How many things in your life, aside from a watch maybe, can you say, “I’ve had since the late ‘60s?”. Not many. And I think that’s always been captivating for a lot of our American clients.
And you moved out there for a while, didn’t you?
I lived in Los Angeles for about ten years, yeah.
What was the thinking there?
Well, it seemed like everyone went to New York. Everyone. I always found that quite interesting because I’ve looked back at all of our old orders, gone over all these handwritten records, and it’s quite amazing to see that California has been a really important market for us historically. And so, I thought, well let’s go out there, and make a base in Beverley Hills. Nobody else is there.
And your intuition was right?
It worked really well for us. People assume that because it’s sunny out there, people aren’t walking around with formal shoes, but it couldn’t be further from the truth. We have good clients in Silicon Valley, which you wouldn’t expect would be where you would find traditional George Cleverley clients. The truth is they’re not always walking around in sneakers, they all wear Chelsea boots or loafers, so there’s a market for that more casual style. I go up to Google and Apple and do trunk shows right in their office, and it’s quite remarkable. They’re all there with their buddies, getting excited.

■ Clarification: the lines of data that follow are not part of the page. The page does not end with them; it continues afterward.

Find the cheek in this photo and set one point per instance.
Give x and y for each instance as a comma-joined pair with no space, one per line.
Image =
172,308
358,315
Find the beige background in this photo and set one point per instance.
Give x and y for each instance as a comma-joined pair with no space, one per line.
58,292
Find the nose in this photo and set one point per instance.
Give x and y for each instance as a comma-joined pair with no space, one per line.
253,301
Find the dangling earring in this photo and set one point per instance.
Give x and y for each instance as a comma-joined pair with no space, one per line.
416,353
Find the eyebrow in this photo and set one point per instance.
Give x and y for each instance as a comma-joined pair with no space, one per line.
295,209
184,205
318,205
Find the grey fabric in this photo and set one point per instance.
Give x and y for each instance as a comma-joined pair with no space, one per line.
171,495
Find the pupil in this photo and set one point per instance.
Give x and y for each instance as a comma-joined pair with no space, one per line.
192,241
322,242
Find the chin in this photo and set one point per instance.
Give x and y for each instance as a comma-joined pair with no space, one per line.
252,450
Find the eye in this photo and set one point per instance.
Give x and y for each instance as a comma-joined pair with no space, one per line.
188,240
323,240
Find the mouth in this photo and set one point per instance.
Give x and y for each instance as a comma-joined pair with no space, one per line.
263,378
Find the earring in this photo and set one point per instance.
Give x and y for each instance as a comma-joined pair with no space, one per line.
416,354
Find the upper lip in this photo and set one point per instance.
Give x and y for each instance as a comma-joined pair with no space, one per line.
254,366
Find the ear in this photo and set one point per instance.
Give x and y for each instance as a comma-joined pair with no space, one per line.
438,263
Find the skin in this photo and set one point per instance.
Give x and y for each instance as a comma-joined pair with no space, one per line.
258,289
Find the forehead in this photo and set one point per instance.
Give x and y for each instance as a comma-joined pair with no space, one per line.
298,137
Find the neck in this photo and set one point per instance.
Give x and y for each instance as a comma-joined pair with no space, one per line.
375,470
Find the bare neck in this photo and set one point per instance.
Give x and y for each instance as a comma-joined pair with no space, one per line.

Any other trunk shows in unexpected locations?
Funnily enough, we do a lot of trunk shows at American football teams and basketball teams, which have been really good for us. It proved to be quite organic because quite often the owner or General Manager of the team would be a client, and they would say, “Show the players this stuff, they’d love it”. I’ll never forget the first time we did the LA Clippers: it was amazing. We went into the players’ lounge, where the guys would come in after training. We were trying to figure out where to put the samples and the General Manager said, “Put them all over the pool table ‘cause that’s what they’ll all want to do, they’ll want to play pool, so you’ll get their attention”
That’s certainly one method…
And then, when the guys came in, they lost their minds. They thought it was amazing, going through all the skins, saying, “So I could get that in that?” “Yeah,” “How quick?” “Well not quick, quick, but six months quick” [laughs]
[Laughs] Must’ve been quite the surprise…
We were there one afternoon, three or four hours, and by volume it’s probably the most successful trunk show we’ve done. Following that, this one time I was sitting courtside at one of the games and the General Manager came over with the whole team, and they presented me with the official jersey for the team, which they’d all signed. It was quite a touching moment.
“I go up to Google and Apple and do trunk shows right in their office, and it’s quite remarkable. They’re all there with their buddies, getting excited.”
Being high-performance athletes, they must’ve instantly connected with the idea of tailor-made shoes I imagine?
Oh, they just got it. One thing about those guys is they’ve got to look after their feet. The reason a lot of them wear sneakers with suits is actually because they can’t buy good quality, comfortable shoes. When they put on dress shoes, they can’t risk running around with blisters the next day. When I started making them shoes, it was all about comfort, comfort and comfort. I’ll never forget the time one player put some on and went, “They feel like trainers”. It’s those moments when it’s really satisfying to feel like you’re meeting people’s needs.